深夜のバラエティー番組は、ゴールデン進出でつまらなくなる!?
各テレビ局がこの春からの番組改編を発表した。 好視聴率をキープする三冠王の日本テレビを意識して、ほかのライバル局は大幅な改編に着手している。 そんな中、独自の路線で近年話題の番組を発信し続けているテレビ東京が現在、毎週土曜日の深夜帯にレギュラー放送しているバラエティー番組「家、ついて行ってイイですか?」(午後11時55分~)のゴールデンタイム(土曜日・午後7時54~)進出を発表した。 同番組は、終電を逃した人に街で声を掛けて、タクシー代を出す代わりに取材ディレクターが自宅までついて行くというドキュメンタリータッチの内容で、毎回登場する人物のそれぞれの意外な人間ドラマを浮き彫りにする人気番組。 「平成27年日本民間放送連盟賞」のテレビエンターテインメント部門で最優秀賞を受賞したこともゴールデン昇格に弾みをつけた。

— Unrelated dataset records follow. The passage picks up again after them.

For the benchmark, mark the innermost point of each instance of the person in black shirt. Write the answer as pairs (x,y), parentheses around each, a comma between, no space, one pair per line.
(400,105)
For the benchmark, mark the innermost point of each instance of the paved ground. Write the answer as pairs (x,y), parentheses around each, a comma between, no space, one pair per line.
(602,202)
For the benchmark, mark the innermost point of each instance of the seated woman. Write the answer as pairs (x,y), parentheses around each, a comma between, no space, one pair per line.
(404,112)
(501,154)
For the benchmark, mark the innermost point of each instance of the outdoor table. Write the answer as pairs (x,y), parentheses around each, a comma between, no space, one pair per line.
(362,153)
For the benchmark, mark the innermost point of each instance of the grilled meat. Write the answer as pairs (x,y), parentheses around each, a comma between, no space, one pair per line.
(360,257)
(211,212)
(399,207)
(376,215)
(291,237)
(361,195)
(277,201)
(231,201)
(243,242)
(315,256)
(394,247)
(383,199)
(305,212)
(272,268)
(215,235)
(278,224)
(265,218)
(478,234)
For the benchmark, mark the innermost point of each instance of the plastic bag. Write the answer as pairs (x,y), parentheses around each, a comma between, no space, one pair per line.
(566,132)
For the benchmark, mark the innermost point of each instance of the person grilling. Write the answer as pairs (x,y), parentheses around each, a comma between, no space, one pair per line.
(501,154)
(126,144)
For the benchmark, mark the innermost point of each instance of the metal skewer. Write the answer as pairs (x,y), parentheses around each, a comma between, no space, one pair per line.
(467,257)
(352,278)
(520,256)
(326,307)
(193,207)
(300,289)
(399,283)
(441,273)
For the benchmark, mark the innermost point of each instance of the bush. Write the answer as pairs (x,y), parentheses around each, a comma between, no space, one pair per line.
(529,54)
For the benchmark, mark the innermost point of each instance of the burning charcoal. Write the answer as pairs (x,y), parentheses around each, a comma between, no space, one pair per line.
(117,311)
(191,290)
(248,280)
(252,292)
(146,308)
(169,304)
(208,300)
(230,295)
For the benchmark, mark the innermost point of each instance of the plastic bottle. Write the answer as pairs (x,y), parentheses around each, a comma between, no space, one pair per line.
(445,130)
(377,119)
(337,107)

『家、ついて行ってイイですか?』はなぜ支持されるのか?
深夜からゴールデンに昇格する同番組は、なぜ好評なのか? ベテランのテレビ雑誌記者は語る。 「テレビがつまらくなったと言われる原因の一つとして“ヤラセ”の問題が大きい。いわゆる仕込みの素人を使い、制作サイドの思惑通りにストーリーを展開していく都合のよい番組作りは、いまの視聴者には簡単に見抜かれてしまいます。あの番組は、完全な素人を“ガチンコ”で取材するということで、見た目からは想像もつかないその人の意外な人生模様や内面が徐々に垣間見えてくるところが面白い。生活感があふれた散らかった部屋などに、よりリアリティーを感じるところも支持される理由でしょう」
深夜からゴールデン進出は企画が変わり、つまらなくなる!?
深夜番組のゴールデンタイムへの進出は予算も大幅に増えて、世間の認知度もそれまで以上になることが予想されるため、出演者も制作スタッフにとっては喜ばしいことだと思われがちだが、じつはそうでもない部分もあるという。 芸能評論家の市川大介氏は言う。 「もちろんゴールデン昇格で、成功した番組も多々ありますが、時間帯が移行するゆえ、失敗することも多い。さらに、ゴールデンタイムでは幅広い世代に支持してもらうため、企画が徐々に変更され、最終的に番組の趣旨がまったく変わってしまうことも。深夜ならではのマニアックな点が評価を受けていた番組などはこのパターンにハマってしまい、従来支持していた視聴者層まで離れていってしまうこともあります。また、番組の制作予算が潤沢になったぶん、司会に大物芸能人、出演者にもそれなりに名の通ったタレントを起用もできる反面、それが裏目に出るケースもある。演者だけでなく、スタッフサイドに関しても、ゴールデン進出のタイミングで売れっ子のディレクターや作家が投入され、それまで深夜で頑張ってきた出演者やスタッフとしては面白くないという感情が生まれることもあります」 実際、過去には深夜からゴールデンに進出したフジテレビ系『オモクリ監督』では出演者の一人の千原ジュニアが、時間帯の変更に対して「そっとしておいてほしかった」とコメント。 また、出演者のバカリズムも、「面白い番組だけど、決してゴールデン向きではない気がするので、うれしい半面ビックリしています。というか不安です」と素直な気持ちを吐露した。